Al caer la tarde, Valeria salió al patio a respirar. Las luces anaranjadas del crepúsculo pintaban las montañas de un dorado suave. Cerró los ojos y dejó que el murmullo del río cercano la envolviera.

—No esperaba verte aquí… —dijo una voz grave a sus espaldas.

Su corazón dio un vuelco, se giró y allí estaba Gabriel.

Más alto, más maduro. Su piel tostada por el sol de las chacras, su cabello negro ligeramente desordenado, y sus ojos —esos ojos oscuros que siempre parecían mirar más allá— clavados en ella con una mezcla de sorpresa y nostalgia.

Valeria contuvo la respiración. Él esbozó una media sonrisa, esa misma que solía desarmarla años atrás y se acercó despacio, con las manos en los bolsillos de su chaqueta de lana.

—Supe que habías vuelto. Don Braulio me lo dijo esta mañana.

Valeria sintió un nudo en la garganta.

—He venido por mi abuela. Necesita que la cuide.

Gabriel asintió.

—Es una mujer fuerte.
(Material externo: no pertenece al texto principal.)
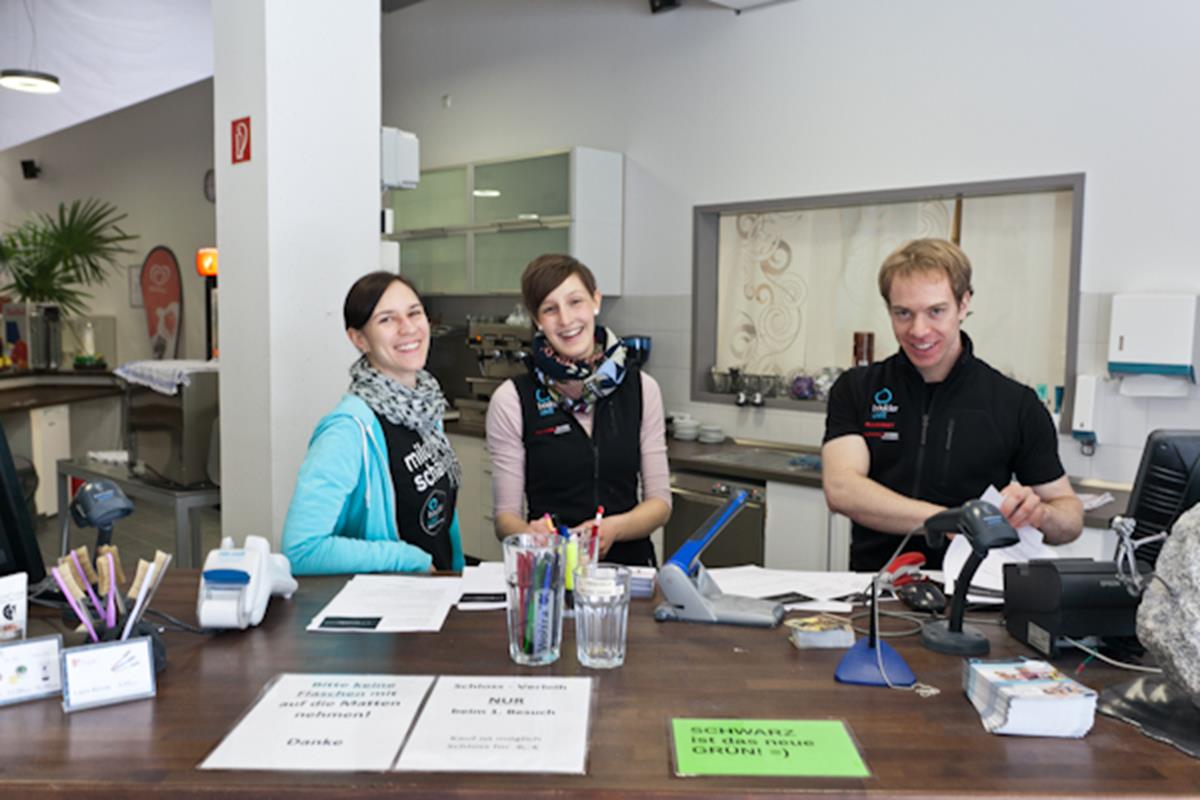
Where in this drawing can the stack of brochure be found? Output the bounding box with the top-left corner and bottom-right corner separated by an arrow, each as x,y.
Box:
784,614 -> 854,650
962,658 -> 1096,739
629,566 -> 658,597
Aunque últimamente se le nota el peso de los años.

Hubo un silencio cargado de memorias.

—Tú… —Valeria buscó las palabras—. ¿Te quedaste?

—Siempre supe que este era mi lugar —respondió él con serenidad—. Terminé la carrera de agronomía en la capital de la provincia, y regresé para trabajar con los agricultores. Intento ayudar a modernizar las chacras, pero sin romper las tradiciones.

Ella sonrió levemente.

—No me sorprende, siempre hablaste de transformar la tierra.

Gabriel se encogió de hombros.

—Y tú… siempre soñaste con conocer el mundo. ¿Lo hiciste?

Valeria bajó la mirada.

—En parte. Pero ahora estoy aquí. Tal vez era lo que necesitaba desde el inicio.